-
Couldn't load subscription status.
- Fork 539
Closed
Labels
Description
Backend
VL (Velox)
Bug description
Using OSS Spark 3.5.2 and Gluten 1.4 with the provided configs... I am not able to read and write from S3... seems that the task are running but no errors and no advances on the tasks....
If I disable Gluten plugin it just works and also I am not able to read data from S3 if using Gluten.
I don't see any errors or traces that could lead to see what is happening.
Any hints?
25/09/10 12:03:31 INFO DAGScheduler: Submitting 4 missing tasks from ResultStage 5 (VeloxColumnarWriteFilesRDD[20] at parquet at NativeMethodAccessorImpl.java:0) (first 15 tasks are for partitions Vector(0, 1, 2, 3))

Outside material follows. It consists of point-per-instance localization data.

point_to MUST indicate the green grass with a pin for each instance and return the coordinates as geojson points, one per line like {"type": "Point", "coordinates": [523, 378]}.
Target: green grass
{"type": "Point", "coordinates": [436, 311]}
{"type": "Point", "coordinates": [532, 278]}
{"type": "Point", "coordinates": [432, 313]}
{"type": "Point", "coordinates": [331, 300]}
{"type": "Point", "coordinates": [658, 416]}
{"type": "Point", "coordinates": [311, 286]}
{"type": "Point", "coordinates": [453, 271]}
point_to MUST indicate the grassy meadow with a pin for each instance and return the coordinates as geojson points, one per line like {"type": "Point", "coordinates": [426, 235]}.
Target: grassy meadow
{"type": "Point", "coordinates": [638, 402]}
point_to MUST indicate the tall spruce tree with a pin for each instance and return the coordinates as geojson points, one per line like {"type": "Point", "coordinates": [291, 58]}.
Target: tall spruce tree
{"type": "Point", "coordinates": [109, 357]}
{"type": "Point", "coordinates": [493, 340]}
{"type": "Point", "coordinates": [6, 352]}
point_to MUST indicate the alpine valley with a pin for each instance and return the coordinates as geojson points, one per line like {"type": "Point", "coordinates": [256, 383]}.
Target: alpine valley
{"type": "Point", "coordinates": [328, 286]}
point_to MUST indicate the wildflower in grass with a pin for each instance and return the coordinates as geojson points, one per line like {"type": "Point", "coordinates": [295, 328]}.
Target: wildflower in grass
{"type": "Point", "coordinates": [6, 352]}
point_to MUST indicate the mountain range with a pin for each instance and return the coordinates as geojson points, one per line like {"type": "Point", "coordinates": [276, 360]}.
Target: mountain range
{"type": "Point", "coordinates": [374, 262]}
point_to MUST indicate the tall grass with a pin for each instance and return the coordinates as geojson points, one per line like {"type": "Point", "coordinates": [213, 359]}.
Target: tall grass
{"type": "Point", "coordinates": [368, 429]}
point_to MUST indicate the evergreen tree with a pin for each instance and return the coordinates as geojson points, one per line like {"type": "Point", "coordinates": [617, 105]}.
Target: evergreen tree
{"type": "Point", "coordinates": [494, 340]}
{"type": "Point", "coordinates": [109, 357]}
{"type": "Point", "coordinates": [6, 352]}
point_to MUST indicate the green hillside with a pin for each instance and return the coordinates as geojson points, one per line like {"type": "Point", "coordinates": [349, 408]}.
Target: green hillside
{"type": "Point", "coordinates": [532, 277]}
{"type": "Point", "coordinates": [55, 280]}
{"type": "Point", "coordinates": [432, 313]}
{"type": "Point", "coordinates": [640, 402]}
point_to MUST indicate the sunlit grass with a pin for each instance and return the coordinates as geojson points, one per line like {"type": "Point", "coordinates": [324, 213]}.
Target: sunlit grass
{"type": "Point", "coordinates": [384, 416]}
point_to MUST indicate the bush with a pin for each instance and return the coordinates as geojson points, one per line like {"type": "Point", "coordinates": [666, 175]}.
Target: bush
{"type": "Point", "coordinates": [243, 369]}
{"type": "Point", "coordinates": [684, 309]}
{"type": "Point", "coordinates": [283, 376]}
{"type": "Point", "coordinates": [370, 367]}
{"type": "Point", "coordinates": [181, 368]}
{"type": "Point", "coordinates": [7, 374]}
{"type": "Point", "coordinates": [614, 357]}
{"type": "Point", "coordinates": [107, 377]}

25/09/10 12:03:31 INFO TaskSchedulerImpl: Adding task set 5.0 with 4 tasks resource profile 0
25/09/10 12:03:31 INFO TaskSetManager: Starting task 0.0 in stage 5.0 (TID 33) (jupyter, executor driver, partition 0, NODE_LOCAL, 9274 bytes)
25/09/10 12:03:31 INFO TaskSetManager: Starting task 1.0 in stage 5.0 (TID 34) (jupyter, executor driver, partition 1, NODE_LOCAL, 9274 bytes)
25/09/10 12:03:31 INFO TaskSetManager: Starting task 2.0 in stage 5.0 (TID 35) (jupyter, executor driver, partition 2, NODE_LOCAL, 9274 bytes)
25/09/10 12:03:31 INFO TaskSetManager: Starting task 3.0 in stage 5.0 (TID 36) (jupyter, executor driver, partition 3, NODE_LOCAL, 9274 bytes)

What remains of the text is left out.